> Florian, you mention you use rdiff-backup (for max 20G) and rsync for
> larger. Is it not recommended to use rdiff-backup on large backups?
> Mine are several Tb's with possible gb's daily increments. Would it be
> recommend to stick to rsync?
There are some reasons we do not use rdiff-backup for high
volumes of data that also changes a lot frequently:
1. rdiff-backup is slow if files get heavily modified or deleted.
Storing the increments needs a lot of I/Os and we do not want to spend
that much money on 10k u/min disks just for backups. rdiff-backup also
has serious performance issues for incomplete backups when
it has to revert to the old state.
2. rdiff-backup stores increments, thus it needs constant verification.
This process is extremely time consuming and, again, needs a lot of I/O
and a big tmpfs in ram, unless you want to make it even more time
consuming. We'd rather put our ram in production maschines.
3. listing and restoring of backups requires command line knowledge of
the rdiff-backupp command and read-access to the FULL repository. We
need something that provides easy-access, just like a directory
structure where you can just ls or cp and only if you had appropriate
permissions on the original file.
4. rdiff-backup can only delete the oldest increment(s), not in between.
5. restoring from increments (not the current mirror) is somewhat slow and takes a bunch of cpu and I/O.
6. wheen the repository gets corrupted in some way, it is really hard
to fix this. There is a high risk of losing a lot of files then.
There was a little more, but that were the primary reasons we decided
to use rsync with link-dest as this provides everything we need. It
takes somewhat more storage, but 7200u/min disks are cheap and with sequential
writes they offer succifient performance. And it is dead-simple to fix
a corrupt repository since its just plain files or hardlinks.

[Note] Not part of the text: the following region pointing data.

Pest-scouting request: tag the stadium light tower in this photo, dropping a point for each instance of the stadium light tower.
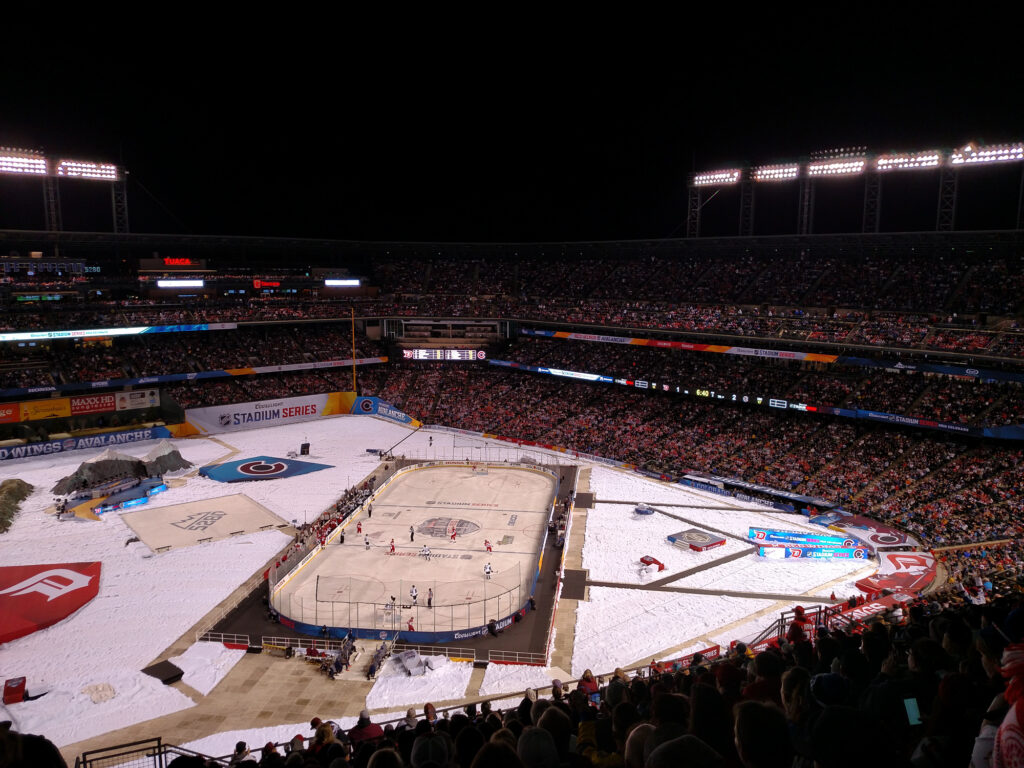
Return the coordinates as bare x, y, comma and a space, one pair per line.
695, 201
34, 163
850, 162
968, 156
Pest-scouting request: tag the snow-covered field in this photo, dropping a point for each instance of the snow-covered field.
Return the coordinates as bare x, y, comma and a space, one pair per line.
139, 612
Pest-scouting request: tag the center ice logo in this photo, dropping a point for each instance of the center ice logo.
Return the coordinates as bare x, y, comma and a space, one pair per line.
262, 469
259, 468
441, 527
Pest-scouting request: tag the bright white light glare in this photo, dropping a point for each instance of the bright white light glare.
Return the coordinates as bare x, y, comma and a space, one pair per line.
836, 168
179, 284
22, 161
716, 177
994, 154
910, 161
776, 172
81, 169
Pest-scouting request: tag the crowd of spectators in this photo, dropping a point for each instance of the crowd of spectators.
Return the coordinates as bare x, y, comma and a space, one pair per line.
755, 297
931, 683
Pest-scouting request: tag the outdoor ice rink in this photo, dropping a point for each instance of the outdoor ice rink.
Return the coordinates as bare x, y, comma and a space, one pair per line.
351, 585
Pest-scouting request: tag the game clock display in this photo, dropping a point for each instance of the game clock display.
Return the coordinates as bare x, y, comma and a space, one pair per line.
443, 354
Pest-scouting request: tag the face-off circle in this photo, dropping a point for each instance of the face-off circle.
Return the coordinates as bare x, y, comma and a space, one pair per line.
262, 469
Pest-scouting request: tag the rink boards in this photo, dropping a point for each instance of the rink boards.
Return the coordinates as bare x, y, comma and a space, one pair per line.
348, 586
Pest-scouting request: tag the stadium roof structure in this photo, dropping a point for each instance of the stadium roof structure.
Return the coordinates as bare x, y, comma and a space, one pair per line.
846, 162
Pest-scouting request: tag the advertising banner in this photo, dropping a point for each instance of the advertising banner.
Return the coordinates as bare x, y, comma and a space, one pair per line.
901, 571
241, 416
770, 536
55, 408
137, 398
666, 344
839, 553
77, 443
377, 407
92, 403
10, 412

That said, one big advantage in using rdiff-backup for os backups is
that you can run it as an unprivileged user on the storage side. It
automatically takes care about saving metadata such as ownership and
permissions and so on even as non-root. This is something rsync cannot
> How about backuppc? What are your
> thoughts/comments/suggestions regarding that?
Some of my clients use backuppc and that seems to run fine. Its fast but
not as fast as simple rsync and if something in the repository goes
wrong, bad things can happen. They do use rsync but spice it up with
some kind of snapshotting and deduplication. They have the same
performance issues for incompleted backup tasks as rdiff-backup.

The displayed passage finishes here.